I will always remember one little boy who stood naked from the waist down, blackened and grimy and tugging on my shirt, arms outstretched, begging to be held. A half-naked little boy. Dirty. Just wanting to be loved. And I tried to hide. I tried to say no. I tried to withdraw. His filth and nakedness repulsed me, and I wanted to shrink away and cry. Everything Western and sanitary screamed at me not to touch him.

But in that moment, I was reminded of Calvary's love. If Christ left all the glory in heaven above to live among the filth and waste of our sin, if He sacrificed everything He had for His glory and our salvation, if God Himself came to live and die among sinners in the slum of our hearts, in the depravity of our sin, how could I not love this child? How could I not give myself up and follow after the example of my Savior? If Christ died for me, how could I not love others? 




And in that moment, God taught me a precious lesson. 

Because now when I think about the incarnation of Christ and Christmas, of Christ coming down to earth and being made man, of Him leaving His heavenly throne and the riches of heaven for earth, of being born in the lowliest of places, of living among sinners who repelled Him with our wicked hearts in rebellion against Him, I think of the slums of Manila. I think of Christ, coming down to the filth of our sin and the garbage of our dark hearts, to work and live and love us. Our sin and our hearts were like garbage to Christ, like those sticky, blacked hands and that half-naked body and the human waste lying everywhere on the path. We were repulsive to Him with our thieving, lying, murderous, adulterous hearts. Yet Christ saw us in the spiritual slum of our depravity and He loved us.
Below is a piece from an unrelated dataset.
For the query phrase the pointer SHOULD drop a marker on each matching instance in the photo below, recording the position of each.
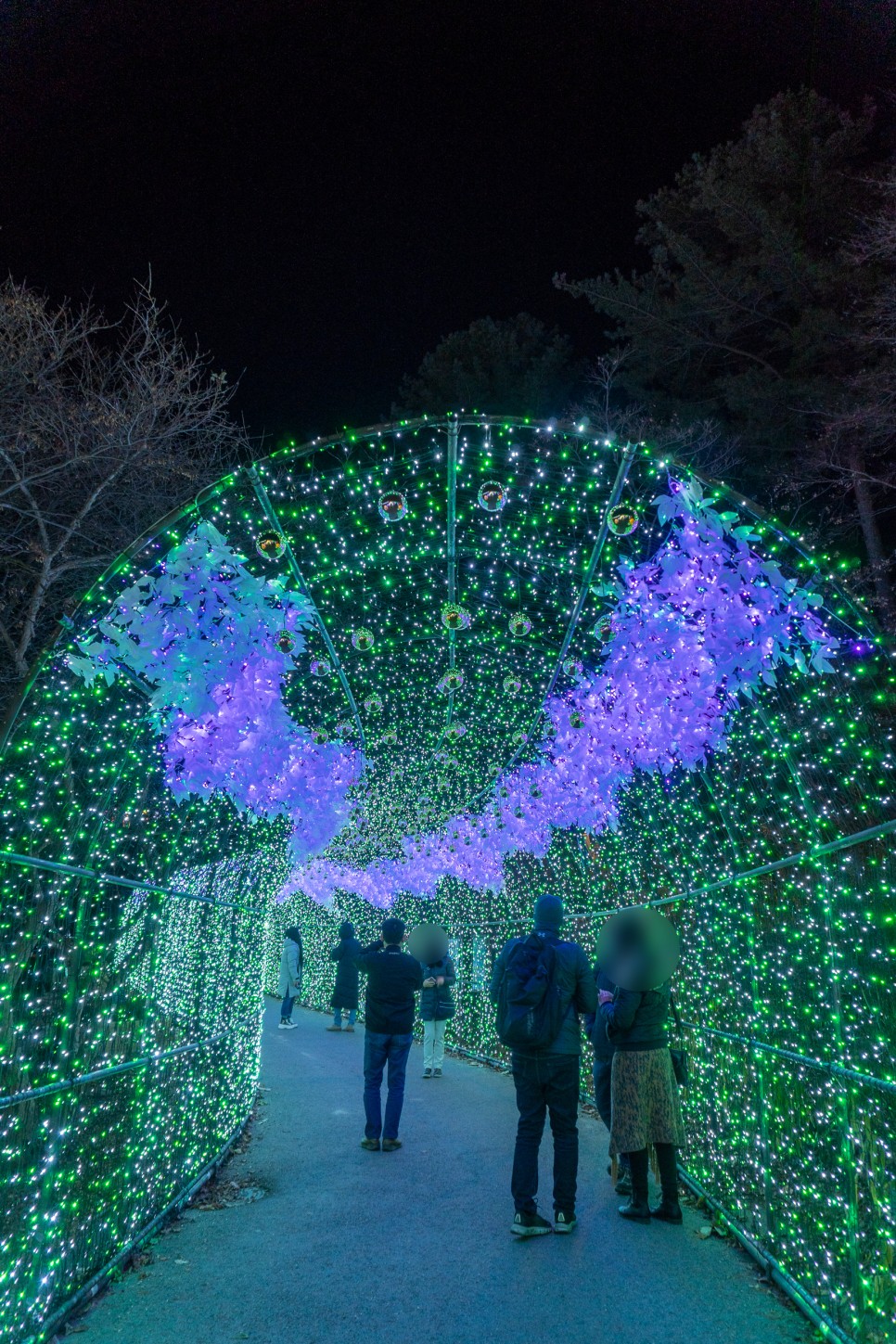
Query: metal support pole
(452, 560)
He loved us enough to come down and live among us, to die for our sins, that we might be freed from our bondage of sin and become adopted sons and daughters of the Most High.

And that's what Christmas is all about. How Christ came down to our level, to the spiritual equivalent of Smokey Mountain, to the filth of our hearts, for His glory and for our good. What an incredible God we have, a God so compassionate and loving and merciful, a God so patient with us in our sin and a God full of grace and blessings that we do not and cannot ever deserve. 

Lord, may we live life each day in light of all that You are and all that You've done.